Stuffed with Grace
I was a stuffer.
Sad? Angry? Scared? Disappointed? Lonely? Lost?
Stuff. Stuff. Stuff. Stuff. Stuff. Stuff.
I thought I was only supposed to be HAPPY. So, whenever a different emotion came along, I did my best not to feel it. I stuffed it way down deep inside where no one could ever see it.
I don’t think it served me well. And to this day I’m still working it out.
Now I have kids.
And I’m realizing those kids???
Sometimes they feel sad. Angry. Scared. Disappointed. Lonely. Or Lost.
Part of my job as a mom is to teach them how to feel. To give them the space and the grace to let it all play out. To let them be HUMAN.
And if that’s part of my job…then I can’t totally freak out every time one of my children feels something other than HAPPY!!
When my child reacts and yells or makes a rude remark or slams the door and stomps up the stairs.
He’s probably angry.
And maybe he has every right to be upset. Or maybe he just had a long day. Maybe something happened at school that has nothing to do with the current situation. Or maybe he’s just a teenager.
(Or a tween. Or an elementary schooler at a new school. Or a kindergartener after a long week.)
I’m not going to follow him around and tell him he better knock it off right now and that is totally unacceptable and who does he think he is and he better never talk to me like that again and if this keeps up he better watch out…
I’m not going to burst into tears and lay on the guilt trip with ‘after all I do for you’…
I’m not going to punish with wounded looks or hateful silent treatments…
I’ve found it better to remain neutral.
I’ve found it better to say something like, “Go to your room. You’re welcome to join us back downstairs when you’ve calmed down.”
I’ve found it better to let him fume for a bit then discuss it later when he’s returned to his right mind.
I’ve found it better to step back…and let him be human.
Because the truth is, 95 times out of 100 I am relatively sweet and sane and calm. But then, my ‘sensitive days’ roll around and maintaining my sanity becomes really HARD. Those are the days I blow it.

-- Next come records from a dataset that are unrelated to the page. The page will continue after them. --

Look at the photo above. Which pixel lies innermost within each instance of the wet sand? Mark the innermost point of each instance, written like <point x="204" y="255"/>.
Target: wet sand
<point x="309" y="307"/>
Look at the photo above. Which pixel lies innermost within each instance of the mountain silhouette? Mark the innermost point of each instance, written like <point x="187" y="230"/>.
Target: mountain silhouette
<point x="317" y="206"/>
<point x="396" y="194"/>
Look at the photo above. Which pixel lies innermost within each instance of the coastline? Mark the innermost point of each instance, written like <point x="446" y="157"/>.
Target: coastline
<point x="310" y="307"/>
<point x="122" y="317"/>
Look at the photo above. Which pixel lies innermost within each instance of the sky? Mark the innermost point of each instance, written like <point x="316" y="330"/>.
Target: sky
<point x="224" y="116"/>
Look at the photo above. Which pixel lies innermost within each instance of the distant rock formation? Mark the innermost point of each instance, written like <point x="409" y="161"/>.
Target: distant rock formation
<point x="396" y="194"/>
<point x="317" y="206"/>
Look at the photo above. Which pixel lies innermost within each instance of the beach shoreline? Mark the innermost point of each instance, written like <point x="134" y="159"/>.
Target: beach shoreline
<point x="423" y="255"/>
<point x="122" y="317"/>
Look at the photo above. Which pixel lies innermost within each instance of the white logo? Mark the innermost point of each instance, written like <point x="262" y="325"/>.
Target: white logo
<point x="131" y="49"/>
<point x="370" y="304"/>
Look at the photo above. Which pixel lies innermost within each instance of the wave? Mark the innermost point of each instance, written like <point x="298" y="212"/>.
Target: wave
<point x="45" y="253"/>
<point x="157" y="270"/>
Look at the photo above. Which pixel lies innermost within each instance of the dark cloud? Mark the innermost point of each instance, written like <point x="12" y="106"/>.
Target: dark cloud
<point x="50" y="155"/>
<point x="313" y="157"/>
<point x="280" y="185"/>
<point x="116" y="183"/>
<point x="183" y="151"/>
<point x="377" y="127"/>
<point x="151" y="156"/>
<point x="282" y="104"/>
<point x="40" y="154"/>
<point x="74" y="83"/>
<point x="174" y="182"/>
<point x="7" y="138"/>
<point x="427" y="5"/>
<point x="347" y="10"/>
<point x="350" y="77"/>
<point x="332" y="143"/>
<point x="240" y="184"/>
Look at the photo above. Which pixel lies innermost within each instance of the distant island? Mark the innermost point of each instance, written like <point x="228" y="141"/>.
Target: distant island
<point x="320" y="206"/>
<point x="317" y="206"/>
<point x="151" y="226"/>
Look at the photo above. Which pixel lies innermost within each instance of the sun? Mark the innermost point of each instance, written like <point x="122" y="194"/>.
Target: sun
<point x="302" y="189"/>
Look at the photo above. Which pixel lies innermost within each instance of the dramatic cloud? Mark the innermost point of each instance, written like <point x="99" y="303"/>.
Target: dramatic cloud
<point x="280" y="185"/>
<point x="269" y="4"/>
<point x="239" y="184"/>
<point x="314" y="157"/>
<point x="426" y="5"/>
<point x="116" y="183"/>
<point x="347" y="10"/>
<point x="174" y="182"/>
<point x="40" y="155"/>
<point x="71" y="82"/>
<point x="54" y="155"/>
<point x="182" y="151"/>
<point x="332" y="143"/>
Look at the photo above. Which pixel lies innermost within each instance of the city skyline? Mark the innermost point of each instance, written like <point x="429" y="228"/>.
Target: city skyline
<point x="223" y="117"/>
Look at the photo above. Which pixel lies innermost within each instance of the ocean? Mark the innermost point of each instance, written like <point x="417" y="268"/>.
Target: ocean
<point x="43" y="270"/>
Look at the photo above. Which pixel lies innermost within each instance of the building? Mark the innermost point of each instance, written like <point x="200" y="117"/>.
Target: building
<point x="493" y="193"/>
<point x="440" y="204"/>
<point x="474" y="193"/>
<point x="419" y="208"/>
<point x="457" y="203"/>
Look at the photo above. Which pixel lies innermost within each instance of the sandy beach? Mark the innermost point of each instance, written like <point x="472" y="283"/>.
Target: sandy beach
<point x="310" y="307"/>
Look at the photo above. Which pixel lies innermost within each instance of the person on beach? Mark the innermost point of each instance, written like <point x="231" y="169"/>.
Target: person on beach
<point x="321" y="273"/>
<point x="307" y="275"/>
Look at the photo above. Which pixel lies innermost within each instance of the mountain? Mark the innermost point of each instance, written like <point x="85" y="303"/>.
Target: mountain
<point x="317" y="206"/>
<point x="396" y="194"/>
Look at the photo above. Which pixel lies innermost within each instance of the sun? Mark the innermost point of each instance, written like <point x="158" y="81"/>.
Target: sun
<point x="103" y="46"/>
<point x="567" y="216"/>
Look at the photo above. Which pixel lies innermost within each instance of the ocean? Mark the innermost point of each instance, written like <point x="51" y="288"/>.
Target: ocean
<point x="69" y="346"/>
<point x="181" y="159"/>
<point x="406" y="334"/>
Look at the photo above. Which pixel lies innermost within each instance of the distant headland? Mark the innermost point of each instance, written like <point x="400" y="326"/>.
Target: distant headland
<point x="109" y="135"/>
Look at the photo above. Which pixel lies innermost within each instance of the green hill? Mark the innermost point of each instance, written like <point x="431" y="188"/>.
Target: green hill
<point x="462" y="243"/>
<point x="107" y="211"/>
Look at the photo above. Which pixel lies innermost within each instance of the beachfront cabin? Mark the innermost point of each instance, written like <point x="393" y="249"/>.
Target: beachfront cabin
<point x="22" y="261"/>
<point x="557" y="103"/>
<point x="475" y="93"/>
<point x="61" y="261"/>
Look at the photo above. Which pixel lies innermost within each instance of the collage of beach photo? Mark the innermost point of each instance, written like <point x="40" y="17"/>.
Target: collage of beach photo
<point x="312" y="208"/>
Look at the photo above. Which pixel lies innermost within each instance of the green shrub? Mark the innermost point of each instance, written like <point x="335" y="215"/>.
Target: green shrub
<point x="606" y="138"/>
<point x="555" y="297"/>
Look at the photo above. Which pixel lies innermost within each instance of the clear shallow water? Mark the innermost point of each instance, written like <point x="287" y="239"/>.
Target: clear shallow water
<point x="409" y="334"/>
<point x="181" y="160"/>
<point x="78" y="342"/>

I overreact and say the wrong thing and freak out and slam a drawer or two and absolutely LOSE MY COOL.
I have ALL the feelings!!! And I figure it’s a great time to model apology.
Then I try to imagine what that must be like for a teenager (or a tween or an elementary school kid at a new school or a kindergartener). All those hormones piled on top of all the RULES. Rules at home and rules at school and rules from the basketball coach and social ‘rules’ set by peers and all the rules of somehow managing in this life. Of doing life RIGHT.
I think my kids just need the space to FEEL sometimes.
And at home with mom and dad??? That’s the perfect place to just FEEL because they know we’ll love them anyway. At home they’ll always, always fit in.
I’m not saying I allow constant rude and disrespectful behavior. Not at all. It just means that when one of my kids doesn’t do what’s expected or behaves inappropriately or flat out hurts my feelings, those 5 times out of 100 he gets a free pass.
They apologize. And we move on.
MY emotions and MY feelings should NOT be their primary concern.
I’m MOM.
An imperfect human raising other little imperfect humans.
There are A LOT of emotions flying around this house.
That’s okay.
We’re just human!!
And more than anything I want a home where our children’s hearts are stuffed…with GRACE.